With all that said, providing effective logistics means managing multiple transportation options effectively. If problems arise anywhere in your freight and parcel shipping processes, the knock-on effects will be felt widely. Adding to the challenge, numerous potential risk factors could harm your operations at any given time.
A supply chain in the digital, global commerce era is a complex series of connections between companies. These links may prove fragile, and a lack of visibility into the links between your organization and its freight or parcel shipping carriers could make it hard to detect a problem before it causes serious logistical delays.
Anticipating and proactively managing supply chain risk factors are important tasks for any business today.

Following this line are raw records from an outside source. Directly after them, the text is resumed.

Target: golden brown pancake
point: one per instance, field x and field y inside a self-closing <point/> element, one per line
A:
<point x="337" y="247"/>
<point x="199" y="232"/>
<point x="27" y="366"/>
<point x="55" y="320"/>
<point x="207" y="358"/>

This is all part of transportation spend management, and therefore a consideration for both your performance and budget. With the right mixture of risk mitigation strategy and supply chain management technology, you can excel at risk management and stay competitive.
What Are the Leading Supply Chain Risk Factors?
The first question to ask when counteracting supply chain risk is what kinds of issues might cause a breakdown. The bad news for your organization is that these problems can take many forms, some global in scale and others much closer to home.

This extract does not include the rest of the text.